Wine - the organic way
Over the years various studies have shown wine in moderation can actually be good for us. But a South Island grape grower is not content for his produce to just be good for you - he wants to make a glass of wine a completely natural experience.
Amongst his overgrowth you will find mushrooms, asparagus, raspberries and the vines which produced New Zealand's first certified organic sauvignon blanc and pinot noir.
It is all a bit wild, and that is exactly how Lars Jensen likes it.
"To a conventional grape grower this would look quite uncontrolled and quite scary," he says. "There's growth everywhere and it's out of control.
And to a certain extent Richmond Plains is uncontrolled. In the organic world success often comes down to what you don't do.
"You don't use synthetic chemicals or pesticides, fungicides, herbicides."
The Nelson vineyard's been organic since it began in 1991, when organic was far from fashionable.
"Back then people probably considered you a bit of a fruit loop if you were doing anything, let alone making organic wine," says Mr Jensen.
But being fruity suits this boutique vineyard. There are 27 different species of plants within arm's reach at any given spot.
Biodiversity is key, making this a five-hectare haven for plants and insects.

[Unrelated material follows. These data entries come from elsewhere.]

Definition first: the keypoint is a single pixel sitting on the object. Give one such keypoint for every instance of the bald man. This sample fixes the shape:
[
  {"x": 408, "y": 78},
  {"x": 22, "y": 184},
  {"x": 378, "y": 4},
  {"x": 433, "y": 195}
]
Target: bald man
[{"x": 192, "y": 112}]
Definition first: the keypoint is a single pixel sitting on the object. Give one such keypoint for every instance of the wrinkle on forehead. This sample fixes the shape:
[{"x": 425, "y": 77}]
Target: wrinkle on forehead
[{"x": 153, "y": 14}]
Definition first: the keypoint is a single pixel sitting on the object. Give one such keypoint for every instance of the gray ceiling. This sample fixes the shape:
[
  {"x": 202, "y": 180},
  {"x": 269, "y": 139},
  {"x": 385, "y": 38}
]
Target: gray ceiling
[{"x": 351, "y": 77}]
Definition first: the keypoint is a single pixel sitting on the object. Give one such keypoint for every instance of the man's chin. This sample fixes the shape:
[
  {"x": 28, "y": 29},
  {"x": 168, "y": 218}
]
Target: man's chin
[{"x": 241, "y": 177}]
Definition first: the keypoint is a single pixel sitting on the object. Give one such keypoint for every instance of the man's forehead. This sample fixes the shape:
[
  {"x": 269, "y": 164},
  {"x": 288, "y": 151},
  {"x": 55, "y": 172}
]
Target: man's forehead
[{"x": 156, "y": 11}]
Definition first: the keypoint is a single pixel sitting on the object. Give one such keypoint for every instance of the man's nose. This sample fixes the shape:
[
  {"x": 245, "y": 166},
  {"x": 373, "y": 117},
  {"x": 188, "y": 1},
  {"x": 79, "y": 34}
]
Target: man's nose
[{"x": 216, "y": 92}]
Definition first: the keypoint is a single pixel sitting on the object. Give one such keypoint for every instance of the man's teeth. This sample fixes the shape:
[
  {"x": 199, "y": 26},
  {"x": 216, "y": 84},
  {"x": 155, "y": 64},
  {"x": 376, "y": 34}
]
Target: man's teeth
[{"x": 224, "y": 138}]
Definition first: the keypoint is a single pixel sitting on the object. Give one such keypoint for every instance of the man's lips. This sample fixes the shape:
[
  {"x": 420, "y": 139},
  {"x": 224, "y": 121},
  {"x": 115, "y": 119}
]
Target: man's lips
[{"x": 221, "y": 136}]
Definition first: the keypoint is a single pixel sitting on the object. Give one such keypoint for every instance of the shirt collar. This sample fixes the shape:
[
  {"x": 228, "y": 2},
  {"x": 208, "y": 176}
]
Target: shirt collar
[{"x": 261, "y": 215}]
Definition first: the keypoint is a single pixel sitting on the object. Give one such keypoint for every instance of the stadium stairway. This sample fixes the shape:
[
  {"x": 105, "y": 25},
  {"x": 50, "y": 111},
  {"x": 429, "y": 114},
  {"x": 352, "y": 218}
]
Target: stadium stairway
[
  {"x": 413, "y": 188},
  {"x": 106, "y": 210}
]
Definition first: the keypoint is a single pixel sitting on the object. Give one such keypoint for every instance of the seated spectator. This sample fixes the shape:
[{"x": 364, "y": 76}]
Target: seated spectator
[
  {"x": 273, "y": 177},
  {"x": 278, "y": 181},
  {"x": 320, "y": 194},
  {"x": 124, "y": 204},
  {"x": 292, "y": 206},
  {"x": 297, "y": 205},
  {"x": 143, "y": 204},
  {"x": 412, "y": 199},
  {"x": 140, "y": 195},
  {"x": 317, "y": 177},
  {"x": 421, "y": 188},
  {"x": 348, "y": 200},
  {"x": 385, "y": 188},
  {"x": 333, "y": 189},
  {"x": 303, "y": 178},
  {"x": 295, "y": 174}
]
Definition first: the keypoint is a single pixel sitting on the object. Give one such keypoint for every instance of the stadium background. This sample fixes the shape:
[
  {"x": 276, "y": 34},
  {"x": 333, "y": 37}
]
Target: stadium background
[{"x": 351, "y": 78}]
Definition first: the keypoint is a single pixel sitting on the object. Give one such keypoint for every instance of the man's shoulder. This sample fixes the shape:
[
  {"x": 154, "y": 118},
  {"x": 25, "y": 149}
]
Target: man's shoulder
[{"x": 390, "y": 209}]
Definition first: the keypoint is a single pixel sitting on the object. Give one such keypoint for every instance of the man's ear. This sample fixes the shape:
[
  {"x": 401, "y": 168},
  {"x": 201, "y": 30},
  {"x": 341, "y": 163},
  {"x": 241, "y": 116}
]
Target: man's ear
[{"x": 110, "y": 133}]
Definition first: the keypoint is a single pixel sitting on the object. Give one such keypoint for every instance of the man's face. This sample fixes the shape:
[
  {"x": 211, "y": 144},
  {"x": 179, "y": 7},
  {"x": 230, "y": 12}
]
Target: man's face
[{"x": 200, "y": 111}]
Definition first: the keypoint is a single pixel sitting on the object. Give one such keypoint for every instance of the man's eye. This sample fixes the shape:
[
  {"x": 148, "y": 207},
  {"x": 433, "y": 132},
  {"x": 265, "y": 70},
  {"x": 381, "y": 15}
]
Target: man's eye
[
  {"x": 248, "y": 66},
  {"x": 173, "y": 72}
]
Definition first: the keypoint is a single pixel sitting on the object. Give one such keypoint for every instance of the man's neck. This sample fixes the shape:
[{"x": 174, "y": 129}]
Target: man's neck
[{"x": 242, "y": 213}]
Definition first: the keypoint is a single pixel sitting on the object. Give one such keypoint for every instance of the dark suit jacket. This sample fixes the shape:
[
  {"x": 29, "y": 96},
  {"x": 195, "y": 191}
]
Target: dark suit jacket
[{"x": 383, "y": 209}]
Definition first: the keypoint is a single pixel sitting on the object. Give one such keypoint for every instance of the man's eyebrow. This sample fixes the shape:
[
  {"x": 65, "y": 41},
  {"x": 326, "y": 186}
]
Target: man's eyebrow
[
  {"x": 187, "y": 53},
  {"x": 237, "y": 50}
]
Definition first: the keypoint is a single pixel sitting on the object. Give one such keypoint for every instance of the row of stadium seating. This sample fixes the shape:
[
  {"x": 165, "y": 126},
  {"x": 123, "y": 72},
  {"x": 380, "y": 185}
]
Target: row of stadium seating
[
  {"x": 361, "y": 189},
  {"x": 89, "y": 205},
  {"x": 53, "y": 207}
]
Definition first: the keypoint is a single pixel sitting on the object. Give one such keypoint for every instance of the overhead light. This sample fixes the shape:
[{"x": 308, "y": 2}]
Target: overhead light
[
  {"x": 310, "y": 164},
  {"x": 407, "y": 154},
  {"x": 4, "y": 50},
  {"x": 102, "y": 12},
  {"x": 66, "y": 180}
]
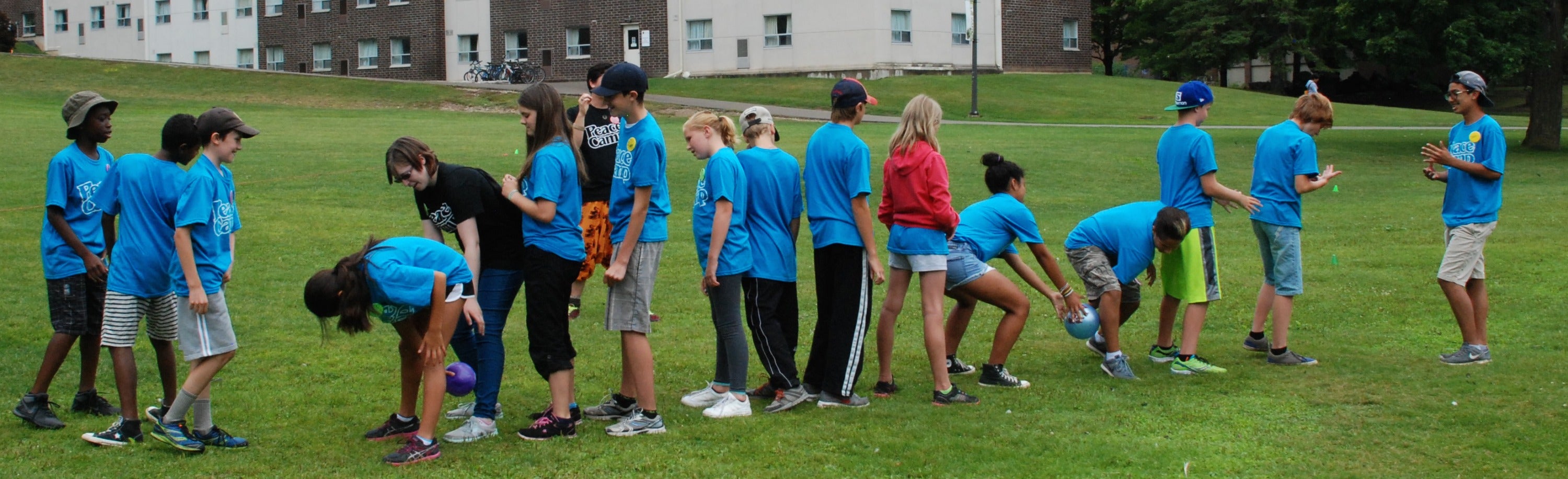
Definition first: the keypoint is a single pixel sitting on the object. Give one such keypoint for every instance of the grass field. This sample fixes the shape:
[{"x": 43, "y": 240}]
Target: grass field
[{"x": 311, "y": 189}]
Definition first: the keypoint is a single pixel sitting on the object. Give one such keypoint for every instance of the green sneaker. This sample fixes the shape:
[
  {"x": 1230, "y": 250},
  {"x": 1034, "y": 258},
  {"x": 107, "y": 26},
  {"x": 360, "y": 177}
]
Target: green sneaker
[{"x": 1195, "y": 365}]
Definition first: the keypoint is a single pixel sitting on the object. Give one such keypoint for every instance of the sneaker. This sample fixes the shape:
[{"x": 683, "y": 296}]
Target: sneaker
[
  {"x": 91, "y": 403},
  {"x": 637, "y": 423},
  {"x": 394, "y": 429},
  {"x": 955, "y": 396},
  {"x": 1195, "y": 365},
  {"x": 411, "y": 453},
  {"x": 1159, "y": 354},
  {"x": 998, "y": 376},
  {"x": 703, "y": 398},
  {"x": 828, "y": 400},
  {"x": 1117, "y": 368},
  {"x": 549, "y": 426},
  {"x": 788, "y": 400},
  {"x": 609, "y": 410},
  {"x": 38, "y": 410},
  {"x": 1291, "y": 359},
  {"x": 466, "y": 410},
  {"x": 472, "y": 429},
  {"x": 220, "y": 439},
  {"x": 115, "y": 436},
  {"x": 175, "y": 434}
]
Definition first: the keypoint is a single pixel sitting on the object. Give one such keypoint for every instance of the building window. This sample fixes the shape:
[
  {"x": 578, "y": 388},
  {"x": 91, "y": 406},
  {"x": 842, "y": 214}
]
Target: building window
[
  {"x": 777, "y": 32},
  {"x": 275, "y": 59},
  {"x": 402, "y": 55},
  {"x": 1068, "y": 35},
  {"x": 324, "y": 57},
  {"x": 367, "y": 54},
  {"x": 516, "y": 46},
  {"x": 901, "y": 27},
  {"x": 578, "y": 43},
  {"x": 700, "y": 35}
]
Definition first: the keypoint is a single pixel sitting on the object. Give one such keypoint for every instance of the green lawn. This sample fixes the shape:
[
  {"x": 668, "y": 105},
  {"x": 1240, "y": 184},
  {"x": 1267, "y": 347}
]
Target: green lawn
[{"x": 313, "y": 189}]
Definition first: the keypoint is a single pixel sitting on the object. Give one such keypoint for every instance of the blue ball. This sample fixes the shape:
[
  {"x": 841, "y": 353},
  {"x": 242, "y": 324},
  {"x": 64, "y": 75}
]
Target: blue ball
[{"x": 1087, "y": 327}]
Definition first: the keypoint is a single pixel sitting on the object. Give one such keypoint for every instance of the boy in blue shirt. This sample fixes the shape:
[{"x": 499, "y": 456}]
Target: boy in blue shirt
[
  {"x": 1191, "y": 272},
  {"x": 1473, "y": 162},
  {"x": 143, "y": 190},
  {"x": 204, "y": 220},
  {"x": 73, "y": 246},
  {"x": 1285, "y": 167}
]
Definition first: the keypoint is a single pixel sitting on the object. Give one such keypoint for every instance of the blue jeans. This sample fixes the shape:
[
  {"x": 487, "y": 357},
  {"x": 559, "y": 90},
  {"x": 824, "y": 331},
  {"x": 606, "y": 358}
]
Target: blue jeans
[{"x": 487, "y": 352}]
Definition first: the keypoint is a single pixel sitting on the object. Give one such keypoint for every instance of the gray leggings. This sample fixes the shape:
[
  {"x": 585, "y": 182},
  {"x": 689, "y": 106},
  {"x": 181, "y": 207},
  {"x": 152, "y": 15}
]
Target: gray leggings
[{"x": 730, "y": 367}]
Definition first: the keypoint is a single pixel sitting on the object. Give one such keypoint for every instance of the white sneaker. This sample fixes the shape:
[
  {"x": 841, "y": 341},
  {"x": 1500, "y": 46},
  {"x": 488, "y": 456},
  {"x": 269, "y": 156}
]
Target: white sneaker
[
  {"x": 703, "y": 398},
  {"x": 472, "y": 429},
  {"x": 728, "y": 407}
]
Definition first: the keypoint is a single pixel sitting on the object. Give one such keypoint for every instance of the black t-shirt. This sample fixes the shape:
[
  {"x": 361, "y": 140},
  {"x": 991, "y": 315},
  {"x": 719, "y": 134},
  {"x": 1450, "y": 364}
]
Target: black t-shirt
[
  {"x": 460, "y": 193},
  {"x": 601, "y": 132}
]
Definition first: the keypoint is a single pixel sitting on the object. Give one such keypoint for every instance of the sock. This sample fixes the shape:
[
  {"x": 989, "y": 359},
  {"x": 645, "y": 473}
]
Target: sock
[
  {"x": 182, "y": 404},
  {"x": 201, "y": 415}
]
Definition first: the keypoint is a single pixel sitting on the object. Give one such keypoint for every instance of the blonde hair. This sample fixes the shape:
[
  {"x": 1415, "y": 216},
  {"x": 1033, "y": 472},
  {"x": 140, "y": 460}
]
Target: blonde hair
[
  {"x": 919, "y": 121},
  {"x": 722, "y": 124}
]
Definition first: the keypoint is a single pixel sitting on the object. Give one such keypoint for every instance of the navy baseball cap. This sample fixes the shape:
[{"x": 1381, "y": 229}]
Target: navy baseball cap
[
  {"x": 849, "y": 93},
  {"x": 620, "y": 79},
  {"x": 1192, "y": 95}
]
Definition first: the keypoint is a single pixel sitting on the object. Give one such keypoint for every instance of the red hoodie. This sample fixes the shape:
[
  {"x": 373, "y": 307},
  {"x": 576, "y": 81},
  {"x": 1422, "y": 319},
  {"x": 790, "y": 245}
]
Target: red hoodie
[{"x": 915, "y": 190}]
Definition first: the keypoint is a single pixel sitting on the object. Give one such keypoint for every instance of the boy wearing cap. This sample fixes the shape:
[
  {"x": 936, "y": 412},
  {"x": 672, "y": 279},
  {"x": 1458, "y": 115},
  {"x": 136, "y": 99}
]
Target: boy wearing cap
[
  {"x": 1471, "y": 162},
  {"x": 74, "y": 246},
  {"x": 204, "y": 225},
  {"x": 1191, "y": 274},
  {"x": 774, "y": 220},
  {"x": 639, "y": 204},
  {"x": 838, "y": 186}
]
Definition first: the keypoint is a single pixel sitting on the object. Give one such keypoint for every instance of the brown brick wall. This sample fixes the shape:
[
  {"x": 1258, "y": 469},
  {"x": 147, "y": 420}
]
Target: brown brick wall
[
  {"x": 546, "y": 21},
  {"x": 421, "y": 21},
  {"x": 1032, "y": 37}
]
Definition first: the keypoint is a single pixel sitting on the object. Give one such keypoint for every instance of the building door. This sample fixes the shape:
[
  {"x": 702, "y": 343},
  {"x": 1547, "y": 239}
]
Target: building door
[{"x": 632, "y": 44}]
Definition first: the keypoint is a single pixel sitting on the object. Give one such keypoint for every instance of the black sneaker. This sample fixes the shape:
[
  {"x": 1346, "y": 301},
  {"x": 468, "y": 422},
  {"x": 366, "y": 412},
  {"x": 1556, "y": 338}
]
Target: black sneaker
[
  {"x": 955, "y": 396},
  {"x": 38, "y": 410},
  {"x": 91, "y": 403},
  {"x": 394, "y": 429}
]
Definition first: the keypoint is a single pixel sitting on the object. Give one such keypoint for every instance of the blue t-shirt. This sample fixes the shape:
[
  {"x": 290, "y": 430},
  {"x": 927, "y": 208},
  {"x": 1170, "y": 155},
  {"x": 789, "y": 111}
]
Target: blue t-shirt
[
  {"x": 1186, "y": 154},
  {"x": 73, "y": 179},
  {"x": 838, "y": 170},
  {"x": 1471, "y": 200},
  {"x": 554, "y": 178},
  {"x": 402, "y": 274},
  {"x": 1283, "y": 153},
  {"x": 722, "y": 179},
  {"x": 640, "y": 162},
  {"x": 145, "y": 192},
  {"x": 991, "y": 225},
  {"x": 207, "y": 208},
  {"x": 772, "y": 203},
  {"x": 1125, "y": 233}
]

"We try and go for a balance in the vineyard, so we don't spray for those insects," says Mr Jensen. "We just allow things to work in harmony so one insect will eat another, and it's nature's way of keeping things in balance."
While experts say organic and non-organic wine tastes the same, over the past decade the demand for organic wine has grown.
"If you can make your wine organically, obviously you're showing more care and attention toward the environment so sure there's a lot of growth towards that," says wine judge Raymond Chan.
His vineyard's eco-conscience extends beyond the vines. It produces around 40,000 bottles of wine a year and exports to 10 countries. To minimise its environmental impact, bottles are made from mostly recycled glass and weigh less when they are full than some bottles do empty.
When you are producing carbon negative grapes, for certified organic wine aiming to be in balance with the environment, it pays to stick to Mother Nature's rules.